[whatwg] API for encoding/decoding ArrayBuffers into text from John Tamplin on 2012-03-14 (public-whatwg-archive@w3.org from March 2012)

From: John Tamplin <jat@google.com>
Date: Tue, 13 Mar 2012 22:47:44 -0400
Message-ID: <CABLsOLBqt8LnVwiNQurjV2T6P85vrkw=tg3H57YbQqD-dS4GAQ@mail.gmail.com>

On Tue, Mar 13, 2012 at 8:19 PM, Glenn Maynard <glenn at zewt.org> wrote:

> Using Views instead of specifying the offset and length sounds good.
>
> On Tue, Mar 13, 2012 at 6:28 PM, Ian Hickson <ian at hixie.ch> wrote:
>
> >  - What's the use case for supporting anything but UTF-8?
> >
>
> Other Unicode encodings may be useful, to decode existing file formats
> containing (most likely at a minimum) UTF-16.  I don't feel strongly about
> that, though; we're stuck with UTF-16 as an internal representation in the
> platform, but that doesn't necessarily mean we need to support it as a
> transfer encoding.
>
> For non-Unicode legacy encodings, I think that even if use cases exist,
> they should be given more than the usual amount of scrutiny before being
> supported.
>

The whole idea is to be able to extract textual data out of some packed
binary format.  If you don't support the character sets people want to use,
they will simply do like they have to do now and hand-code the character
set conversion, where it will slow and inaccurate.

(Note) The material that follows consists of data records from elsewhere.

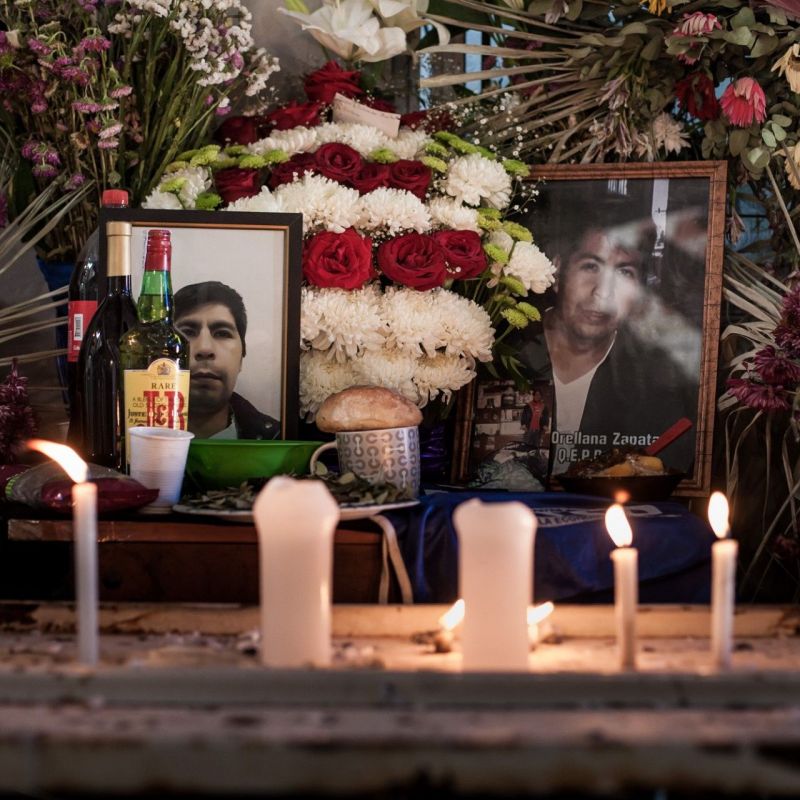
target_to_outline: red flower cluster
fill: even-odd
[[[703,72],[687,75],[675,84],[678,104],[693,117],[706,122],[719,117],[714,81]]]
[[[430,236],[406,233],[377,248],[381,272],[394,283],[425,291],[448,278],[464,280],[487,266],[481,237],[474,231],[438,231]],[[358,289],[375,277],[372,244],[352,228],[318,233],[303,248],[303,275],[312,286]]]

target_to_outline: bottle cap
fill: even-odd
[[[104,189],[100,197],[101,206],[128,207],[128,193],[125,189]]]
[[[131,235],[130,222],[107,222],[106,235],[107,236],[130,236]]]

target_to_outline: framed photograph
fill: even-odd
[[[130,222],[139,297],[148,231],[172,242],[173,321],[189,339],[189,430],[200,438],[297,436],[302,215],[104,208]],[[105,236],[101,263],[105,263]],[[227,427],[212,430],[227,403]],[[223,415],[224,416],[224,415]]]
[[[511,341],[528,385],[479,375],[462,393],[454,477],[518,489],[524,466],[531,485],[556,485],[575,462],[646,449],[684,421],[658,455],[686,475],[676,494],[708,494],[725,162],[540,166],[531,181],[518,221],[555,282],[527,298],[542,320]]]

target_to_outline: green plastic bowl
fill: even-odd
[[[184,491],[224,489],[250,478],[306,475],[311,454],[321,444],[280,439],[192,439]]]

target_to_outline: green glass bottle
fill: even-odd
[[[126,464],[130,428],[186,430],[188,424],[189,342],[172,325],[171,256],[169,231],[149,231],[136,307],[139,322],[119,340]]]

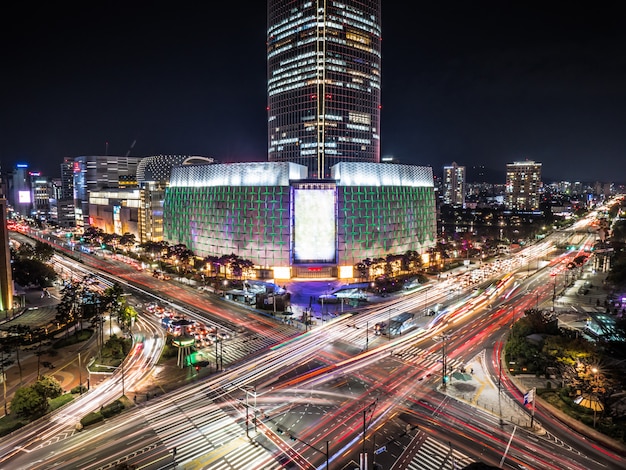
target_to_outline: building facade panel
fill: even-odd
[[[170,187],[164,238],[197,256],[235,253],[262,267],[290,261],[288,186]]]

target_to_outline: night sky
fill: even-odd
[[[265,1],[12,10],[3,169],[58,176],[65,156],[107,152],[266,160]],[[626,181],[624,23],[617,2],[383,2],[382,154],[436,175],[530,159],[546,182]]]

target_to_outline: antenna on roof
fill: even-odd
[[[106,157],[109,154],[109,143],[104,143],[104,156]]]

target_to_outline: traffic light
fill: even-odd
[[[289,434],[289,439],[291,439],[292,441],[295,441],[296,437],[293,434]]]
[[[200,371],[200,366],[196,364],[196,372]]]
[[[450,380],[450,376],[448,376],[448,375],[444,375],[443,376],[443,383],[447,384],[449,382],[449,380]]]

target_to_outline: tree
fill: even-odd
[[[40,416],[47,409],[48,400],[32,386],[18,388],[11,400],[11,411],[25,418]]]
[[[211,272],[215,273],[216,276],[220,274],[220,268],[222,264],[220,263],[219,256],[209,255],[206,258],[204,258],[203,262],[205,264],[208,264],[211,267]]]
[[[13,261],[13,280],[20,286],[35,284],[50,287],[57,274],[53,268],[34,258],[18,258]]]
[[[117,250],[117,246],[120,244],[122,236],[117,233],[105,233],[102,235],[102,243],[106,245],[111,245],[113,247],[113,251]]]
[[[41,377],[33,385],[19,388],[13,400],[11,411],[25,418],[41,416],[48,409],[48,399],[63,394],[59,382],[52,377]]]
[[[33,256],[43,263],[47,263],[54,255],[54,248],[48,243],[37,240],[33,250]]]
[[[35,391],[46,400],[63,395],[63,388],[53,377],[43,376],[32,385]]]
[[[20,384],[22,383],[22,363],[20,362],[20,350],[24,343],[32,339],[32,330],[28,325],[11,325],[8,328],[9,347],[15,351],[15,360],[20,371]]]
[[[431,255],[431,263],[434,256]],[[417,251],[409,250],[402,257],[402,269],[410,273],[416,273],[422,269],[422,257]]]
[[[81,238],[87,243],[91,243],[92,245],[100,245],[101,243],[103,243],[104,235],[104,230],[98,227],[87,227],[83,232],[83,236]]]
[[[193,251],[187,248],[183,243],[170,246],[167,255],[170,259],[180,261],[183,270],[187,268],[189,261],[194,257]]]
[[[61,301],[57,304],[56,320],[62,325],[78,323],[83,315],[86,303],[93,302],[93,275],[85,276],[82,281],[72,281],[65,284],[61,290]],[[67,330],[69,336],[69,328]]]
[[[31,259],[35,255],[35,249],[30,243],[22,243],[17,249],[18,259]]]
[[[130,249],[137,244],[137,240],[135,239],[135,234],[126,232],[124,235],[120,237],[120,245],[125,249]]]

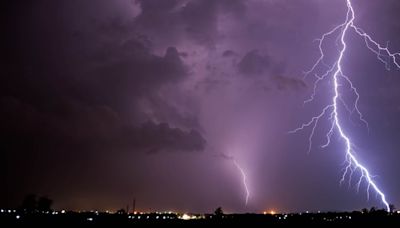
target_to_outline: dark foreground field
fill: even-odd
[[[116,226],[132,227],[143,225],[328,225],[328,224],[376,224],[400,225],[398,213],[303,213],[303,214],[229,214],[229,215],[178,215],[171,213],[110,214],[95,212],[50,212],[23,213],[10,211],[1,213],[0,227],[10,226]],[[396,226],[398,227],[398,226]]]

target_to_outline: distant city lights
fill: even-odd
[[[181,216],[181,219],[183,219],[183,220],[189,220],[189,219],[191,219],[191,217],[190,217],[189,215],[187,215],[187,214],[183,214],[183,215]]]
[[[264,211],[263,214],[264,214],[264,215],[275,215],[275,214],[276,214],[276,211],[274,211],[274,210]]]
[[[137,212],[137,213],[126,213],[126,212],[114,212],[114,213],[106,213],[105,211],[66,211],[66,210],[54,210],[54,211],[26,211],[26,210],[15,210],[15,209],[0,209],[0,212],[2,213],[1,216],[6,216],[10,217],[14,220],[26,220],[27,217],[25,217],[25,214],[42,214],[44,217],[68,217],[68,215],[73,215],[74,213],[84,213],[83,221],[88,221],[88,222],[93,222],[96,220],[96,222],[99,221],[98,218],[101,218],[102,216],[112,216],[114,214],[118,215],[121,217],[124,216],[124,218],[128,218],[130,221],[135,222],[135,221],[154,221],[154,220],[196,220],[196,219],[224,219],[224,220],[229,220],[235,218],[237,215],[236,214],[224,214],[223,216],[215,216],[214,214],[192,214],[192,213],[179,213],[179,212],[172,212],[172,211],[150,211],[150,212]],[[67,214],[66,214],[67,213]],[[371,212],[368,212],[367,214],[370,214]],[[65,215],[61,215],[65,214]],[[365,212],[363,213],[362,211],[359,212],[343,212],[343,213],[335,213],[332,215],[329,215],[321,212],[321,211],[304,211],[303,213],[283,213],[276,211],[275,209],[272,210],[265,210],[261,213],[262,215],[265,215],[265,219],[271,219],[272,221],[279,221],[279,222],[284,222],[286,221],[295,221],[298,219],[300,216],[303,216],[304,218],[314,221],[326,221],[326,222],[337,222],[337,221],[346,221],[346,220],[357,220],[359,219],[360,216],[366,216]],[[364,215],[363,215],[364,214]],[[400,215],[400,210],[398,211],[393,211],[393,213],[388,214],[390,216],[399,216]],[[240,215],[238,215],[240,216]],[[29,216],[28,216],[29,217]],[[101,219],[100,219],[101,220]]]

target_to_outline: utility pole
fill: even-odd
[[[136,209],[136,198],[133,198],[133,202],[132,202],[132,212],[135,213],[135,209]]]

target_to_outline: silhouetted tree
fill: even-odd
[[[369,209],[369,213],[374,213],[376,212],[376,207],[371,207],[371,209]]]
[[[217,209],[215,209],[214,214],[215,214],[217,217],[222,217],[222,216],[224,215],[224,211],[222,210],[221,207],[218,207]]]
[[[37,207],[36,195],[29,194],[25,196],[24,200],[22,201],[21,209],[27,212],[34,212]]]
[[[124,214],[126,214],[126,211],[125,211],[124,209],[119,209],[119,210],[117,211],[117,214],[119,214],[119,215],[124,215]]]
[[[367,208],[363,208],[363,209],[361,209],[361,212],[364,213],[364,214],[368,214],[369,211],[368,211]]]
[[[394,212],[396,210],[396,207],[394,206],[394,204],[389,204],[389,210],[390,210],[390,212]]]
[[[51,205],[53,204],[53,200],[47,198],[46,196],[42,196],[39,198],[37,202],[37,209],[39,211],[51,211]]]
[[[24,200],[20,208],[26,212],[35,212],[35,211],[50,211],[51,205],[53,204],[53,200],[49,199],[46,196],[42,196],[37,199],[35,194],[29,194],[25,196]]]

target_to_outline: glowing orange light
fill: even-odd
[[[276,211],[274,211],[274,210],[263,211],[263,214],[264,214],[264,215],[275,215],[275,214],[276,214]]]

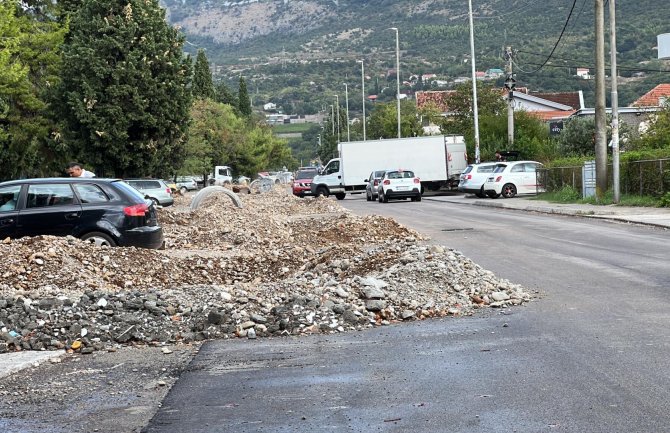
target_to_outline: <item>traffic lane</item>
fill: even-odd
[[[360,215],[390,216],[430,236],[432,242],[461,251],[497,275],[529,287],[545,285],[547,272],[554,270],[558,282],[566,278],[581,282],[605,273],[615,283],[659,289],[661,296],[670,282],[669,234],[655,227],[439,199],[376,205],[353,198],[340,203]]]
[[[210,342],[145,431],[664,430],[662,384],[645,389],[585,363],[581,353],[600,342],[575,351],[533,306],[506,313]],[[620,356],[612,350],[604,364]]]

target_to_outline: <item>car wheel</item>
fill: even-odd
[[[421,201],[421,196],[417,195],[416,197],[412,198],[412,201]]]
[[[367,191],[365,192],[365,199],[366,199],[367,201],[372,201],[372,197],[370,196],[370,193],[367,192]]]
[[[186,188],[185,186],[182,186],[181,188],[179,188],[179,193],[180,193],[181,195],[184,195],[184,194],[186,194],[187,192],[188,192],[188,188]]]
[[[379,195],[379,199],[380,199],[382,202],[384,202],[384,203],[388,203],[388,202],[389,202],[389,198],[386,196],[386,194],[380,194],[380,195]]]
[[[344,200],[344,197],[346,197],[346,196],[347,196],[347,194],[344,193],[344,192],[338,192],[337,194],[335,194],[335,198],[338,199],[338,200]]]
[[[489,198],[498,198],[498,197],[500,197],[500,194],[496,194],[496,193],[493,192],[493,191],[489,191],[489,192],[487,192],[486,195],[488,195]]]
[[[116,241],[112,239],[111,236],[109,236],[106,233],[102,232],[90,232],[86,233],[84,236],[81,237],[82,241],[87,241],[95,245],[96,247],[102,247],[102,246],[107,246],[107,247],[115,247],[116,246]]]
[[[328,197],[328,189],[326,189],[326,188],[324,188],[324,187],[322,187],[322,186],[318,187],[318,188],[316,189],[316,196],[317,196],[317,197],[321,197],[321,196],[323,196],[323,197]]]
[[[157,198],[149,197],[149,200],[151,200],[151,203],[153,203],[154,206],[156,206],[156,207],[161,205],[161,203],[158,201]]]
[[[478,193],[475,193],[475,196],[477,196],[479,198],[485,198],[486,197],[486,193],[484,192],[484,185],[482,185],[482,189],[480,189]]]
[[[383,201],[382,201],[382,192],[381,192],[381,191],[379,191],[379,192],[377,193],[377,201],[378,201],[379,203],[383,203]]]
[[[516,195],[516,187],[512,183],[506,183],[502,187],[501,194],[504,198],[513,198]]]

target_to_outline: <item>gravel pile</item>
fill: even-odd
[[[394,220],[277,188],[161,209],[165,250],[0,243],[0,352],[360,330],[531,299]]]

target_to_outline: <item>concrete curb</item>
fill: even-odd
[[[26,350],[23,352],[3,353],[0,355],[0,379],[26,368],[37,367],[51,359],[58,359],[60,361],[65,355],[66,352],[64,350],[44,352]]]

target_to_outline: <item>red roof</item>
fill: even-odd
[[[567,119],[572,114],[576,113],[577,110],[563,111],[563,110],[551,110],[551,111],[526,111],[528,115],[536,117],[540,120],[548,122],[550,120],[558,119]]]
[[[528,94],[537,98],[546,99],[547,101],[556,102],[557,104],[567,105],[575,110],[582,108],[579,92],[528,92]]]
[[[456,93],[455,90],[426,90],[416,92],[416,108],[424,108],[427,104],[435,104],[443,113],[449,112],[447,100],[449,96]]]
[[[660,98],[670,98],[670,84],[659,84],[631,105],[633,107],[660,107]]]

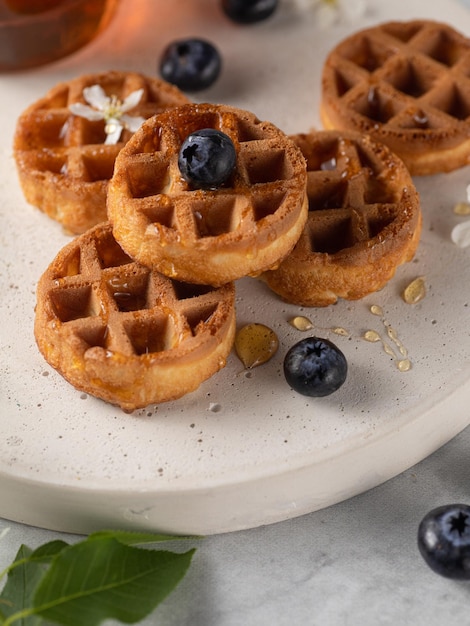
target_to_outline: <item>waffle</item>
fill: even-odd
[[[470,39],[428,20],[353,34],[327,57],[320,113],[326,129],[370,134],[412,175],[470,163]]]
[[[237,152],[227,183],[192,190],[178,169],[184,139],[215,128]],[[144,265],[191,283],[222,285],[275,266],[307,219],[300,150],[252,113],[190,104],[148,120],[116,159],[108,216],[124,250]]]
[[[131,412],[179,398],[225,365],[234,297],[233,283],[188,285],[133,261],[104,222],[40,278],[34,332],[72,385]]]
[[[421,210],[407,168],[367,135],[325,130],[292,139],[307,160],[308,220],[293,252],[263,280],[303,306],[381,289],[418,246]]]
[[[101,85],[108,96],[123,101],[144,89],[132,116],[148,118],[188,102],[176,87],[134,72],[106,72],[75,78],[53,87],[19,117],[14,156],[26,200],[64,229],[79,234],[105,221],[106,193],[114,161],[131,133],[105,145],[105,122],[73,115],[69,106],[85,104],[83,89]]]

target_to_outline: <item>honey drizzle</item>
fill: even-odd
[[[377,331],[370,329],[365,331],[362,335],[362,339],[370,343],[381,343],[383,351],[393,359],[397,369],[400,372],[408,372],[411,369],[411,361],[408,358],[408,350],[398,337],[397,331],[393,328],[390,322],[385,319],[382,307],[378,304],[373,304],[369,310],[372,315],[381,318],[387,338],[390,341],[385,340]],[[289,324],[302,332],[306,332],[314,328],[313,322],[308,317],[303,315],[292,317],[289,320]],[[317,328],[322,331],[329,331],[335,333],[336,335],[341,335],[342,337],[350,336],[349,331],[341,326],[333,326],[329,328],[318,326]]]
[[[398,350],[398,355],[393,349],[392,345],[388,341],[385,341],[385,339],[383,339],[381,335],[375,330],[367,330],[363,335],[363,339],[365,341],[370,341],[374,343],[381,342],[384,352],[392,357],[395,365],[397,366],[397,369],[400,372],[408,372],[411,369],[411,361],[408,358],[408,350],[404,346],[403,342],[398,338],[397,331],[392,327],[390,322],[385,319],[382,307],[377,304],[373,304],[370,307],[370,312],[372,313],[372,315],[376,315],[377,317],[381,318],[382,324],[384,325],[387,333],[387,337],[395,345],[396,349]]]

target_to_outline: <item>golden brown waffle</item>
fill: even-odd
[[[60,222],[70,233],[82,233],[105,221],[108,181],[114,161],[131,133],[105,145],[104,120],[73,115],[73,103],[86,104],[83,89],[100,85],[109,97],[123,101],[144,89],[131,116],[147,119],[168,107],[188,102],[176,87],[135,72],[80,76],[53,87],[29,106],[17,122],[14,155],[26,200]]]
[[[136,263],[105,222],[39,280],[36,341],[77,389],[130,412],[179,398],[225,365],[234,297],[233,283],[188,285]]]
[[[325,128],[387,144],[412,175],[470,163],[470,39],[428,20],[387,22],[337,45],[326,59]]]
[[[313,131],[293,140],[307,160],[307,225],[293,252],[263,279],[303,306],[381,289],[418,246],[420,203],[408,170],[366,135]]]
[[[214,191],[181,176],[184,139],[223,131],[235,172]],[[178,107],[148,120],[116,159],[108,192],[114,236],[133,258],[167,276],[221,285],[276,265],[307,218],[305,161],[278,128],[252,113],[212,104]]]

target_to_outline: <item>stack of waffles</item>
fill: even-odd
[[[99,84],[108,97],[122,96],[110,92],[109,82]],[[167,98],[163,112],[109,154],[102,139],[79,146],[91,137],[83,128],[93,125],[98,133],[101,126],[103,133],[106,120],[75,119],[64,104],[70,95],[57,89],[60,102],[50,109],[60,123],[54,122],[54,133],[43,134],[62,137],[75,126],[82,129],[81,139],[73,133],[73,148],[52,149],[52,139],[41,148],[36,131],[26,144],[25,120],[33,105],[17,128],[20,179],[26,178],[26,154],[31,169],[42,168],[43,183],[54,186],[60,176],[62,191],[72,186],[76,199],[91,182],[83,175],[87,168],[51,172],[50,163],[85,163],[89,152],[96,157],[107,152],[112,172],[108,168],[101,182],[109,221],[94,216],[96,223],[65,246],[41,276],[37,344],[77,389],[124,411],[179,398],[225,365],[235,336],[234,281],[277,266],[299,239],[308,213],[304,158],[283,132],[249,112],[182,104],[178,98]],[[76,102],[79,96],[73,94]],[[39,119],[49,120],[47,106],[37,108]],[[178,152],[189,133],[208,127],[231,137],[236,171],[223,188],[192,190],[178,170]],[[58,211],[62,206],[54,205]],[[44,205],[39,208],[51,215]],[[64,225],[57,212],[52,217]]]

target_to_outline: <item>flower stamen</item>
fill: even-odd
[[[88,105],[75,102],[70,105],[74,115],[84,117],[90,121],[103,120],[106,133],[106,144],[115,144],[119,141],[124,129],[135,133],[145,121],[143,117],[127,115],[142,98],[144,90],[138,89],[129,94],[124,101],[116,95],[107,96],[100,85],[85,87],[83,97]]]

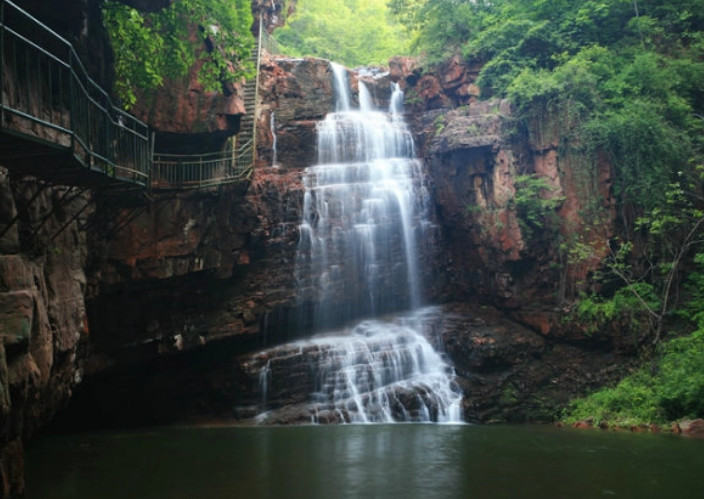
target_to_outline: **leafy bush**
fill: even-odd
[[[574,401],[567,422],[663,424],[704,417],[704,328],[664,343],[654,368],[643,367],[613,388]]]
[[[103,4],[103,23],[115,56],[115,94],[126,109],[136,102],[136,89],[152,90],[164,78],[184,76],[196,62],[199,45],[203,61],[198,80],[207,90],[251,76],[249,61],[254,37],[251,5],[247,0],[179,0],[151,14],[141,15],[125,4]],[[196,30],[199,42],[192,41]]]
[[[640,296],[641,300],[637,298]],[[660,300],[650,283],[636,282],[619,288],[610,299],[598,295],[583,296],[577,303],[577,316],[594,332],[614,321],[626,327],[642,327],[648,310],[658,310]]]
[[[519,175],[514,181],[516,194],[516,214],[526,238],[542,229],[546,218],[554,216],[555,210],[565,200],[562,196],[553,196],[554,188],[545,177],[537,175]]]

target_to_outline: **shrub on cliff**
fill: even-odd
[[[253,70],[248,0],[179,0],[149,14],[108,1],[103,23],[115,57],[114,92],[126,109],[134,105],[136,89],[155,89],[164,78],[183,77],[197,59],[202,61],[198,81],[206,90],[218,90]]]
[[[664,424],[704,416],[704,327],[692,335],[663,343],[648,365],[621,380],[574,401],[565,420],[593,418],[597,424]]]

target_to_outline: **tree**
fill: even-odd
[[[300,0],[275,37],[289,55],[351,67],[386,64],[409,52],[408,37],[391,19],[385,0]]]
[[[252,74],[247,0],[179,0],[144,15],[108,1],[103,23],[115,56],[114,91],[127,109],[136,101],[135,89],[155,89],[164,78],[182,77],[199,57],[198,79],[208,90]]]

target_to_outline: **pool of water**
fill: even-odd
[[[704,441],[553,427],[188,427],[57,435],[28,499],[701,498]]]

In particular, I think you have to include various ISO-8859-* character
sets (especially Latin1) and the non-Unicode character sets still
frequently used by Japanese and Chinese users.

I am fine with strongly suggesting that only UTF8 be used for new things,
but leaving out legacy support will severely limit the utility of this
library.

-- 
John A. Tamplin
Software Engineer (GWT), Google

Received on Tuesday, 13 March 2012 19:47:44 UTC